Predictive AI Reshapes Semiconductor Characterization
Semiconductor design teams are under pressure to keep up with rising process complexity, tighter margins and a growing number of process corners. Siemens’ Solido Characterizer responds with predictive AI that accelerates the creation of SPICE-based Liberty files, a foundational step in timing and power signoff. By combining an AI engine for multi-PVT Liberty generation with Solido LibSPICE, an AI‑accelerated characterization simulator, the software reduces Liberty file generation from weeks to days. This form of AI simulation software targets multi-corner, multi-format challenges, including LVF workflows, while preserving data quality and signoff‑grade accuracy. Integrated with Solido Analytics, Characterizer adds progress monitoring, automated reruns and quality assurance insights, helping teams keep characterization on predictable schedules. When paired with Solido Generator and Solido Fuse, it extends into generative and agentic AI workflows, enabling design cycle optimization that scales across libraries, IP blocks and design groups without overloading SPICE resources.
From Sequential Runs to Selective Simulation in Machining
In subtractive manufacturing, long and complex NC programs can stall verification and delay production. Hexagon’s latest NCSIMUL release introduces Selective Simulation to address that bottleneck, using GPU-accelerated engineering techniques to generate Rest Stock Previews during NC decoding. These intermediate stock models give programmers early visibility into part progression, allowing them to jump directly to critical operations instead of waiting for full sequential simulation. In a trial on a 47-hour mold machining cycle, a previously 48-minute simulation step dropped to less than two minutes before the target operation could be inspected. The result is faster iteration on toolpaths and fixtures, with verification keeping pace with modern programming workflows. Full NC code simulation with collision detection remains the final signoff step, but selective previews shift error detection earlier, reducing prove-out work on physical machines and tightening the overall design-to-production loop.

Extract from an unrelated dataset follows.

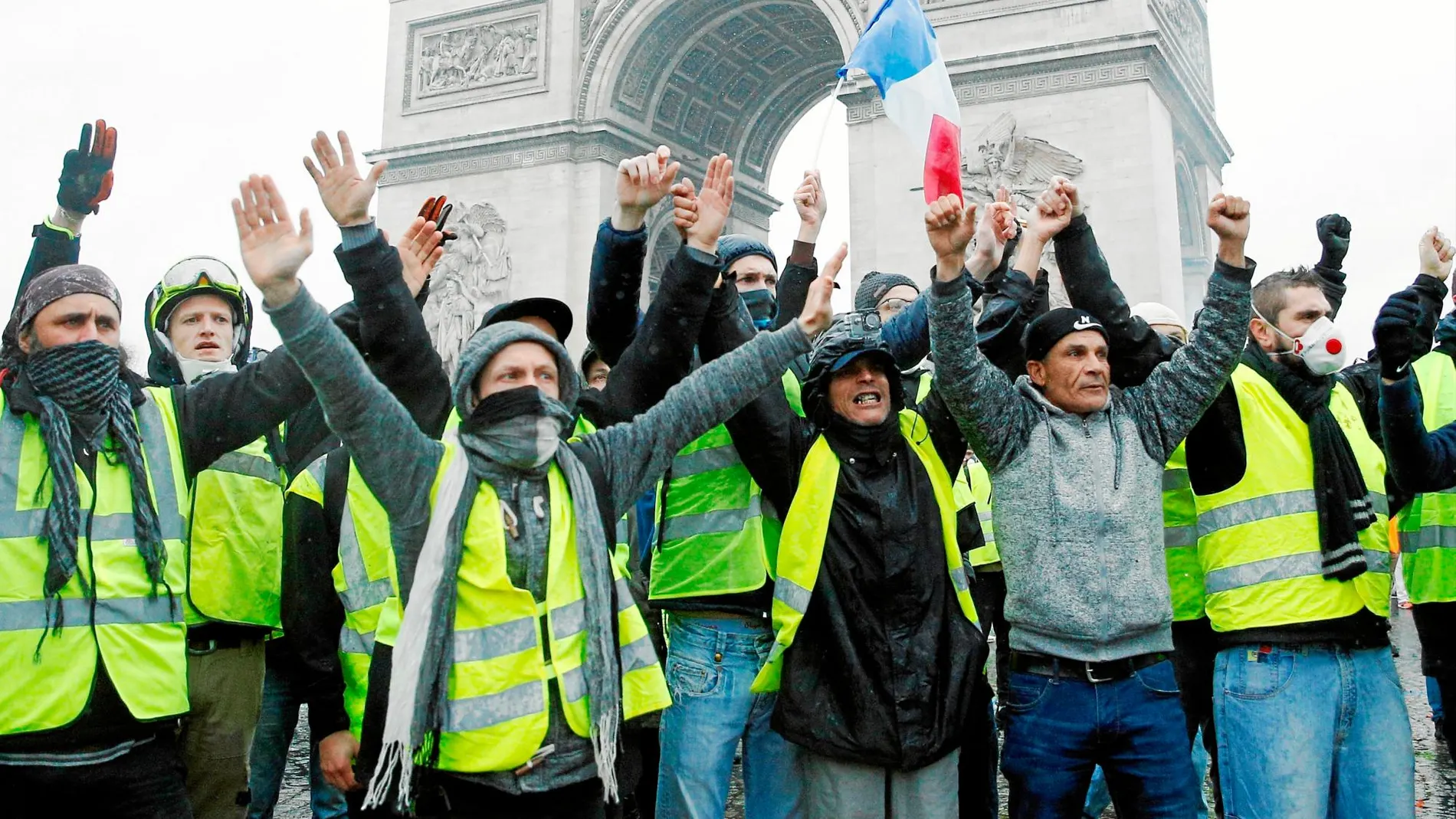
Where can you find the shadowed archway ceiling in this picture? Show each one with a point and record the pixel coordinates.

Compressing Design Cycles Across Digital Workflows
Both Solido Characterizer and NCSIMUL highlight a common trend: using AI and GPU acceleration to shorten feedback loops. In chip design, cutting Liberty file generation from weeks to days means library updates can keep up with new process nodes and format requirements, enabling more frequent design iterations without compromising signoff. In machining, GPU-powered Rest Stock Previews let programmers review problematic stages earlier, trimming hours from verification phases on complex parts. These advances in AI simulation software and GPU-accelerated engineering move verification from a blocking step to a near-real-time companion to design. The net effect is design cycle optimization: engineers can experiment more aggressively, validate more often and converge on manufacturable solutions faster. As digital twins and advanced simulators spread across disciplines, the distinction between design and verification increasingly blurs into a continuous, data-driven refinement process.
Integrating AI Simulators into End-to-End Digital Ecosystems
The latest tools are not standalone accelerators; they are designed to plug into broader digital product development ecosystems. Solido Characterizer feeds directly into the Solido Characterization Suite, where its baseline Liberty files train AI models in Solido Generator to create additional library views without rerunning SPICE. Coupled with Solido Fuse and Solido Analytics, it supports generative and agentic AI flows, automated quality checks and coordinated reruns, creating a tightly integrated characterization pipeline. NCSIMUL, meanwhile, operates as an NC program verification, simulation and optimization hub within a digital twin of the machining environment, linking G-code verification, stock evolution and process optimization under one roof. When these systems are connected to upstream CAD, CAE and PLM platforms, they enable seamless data exchange and traceability. This ecosystem approach ensures that gains in simulation speed translate directly into shorter time-to-market and more robust, repeatable engineering workflows.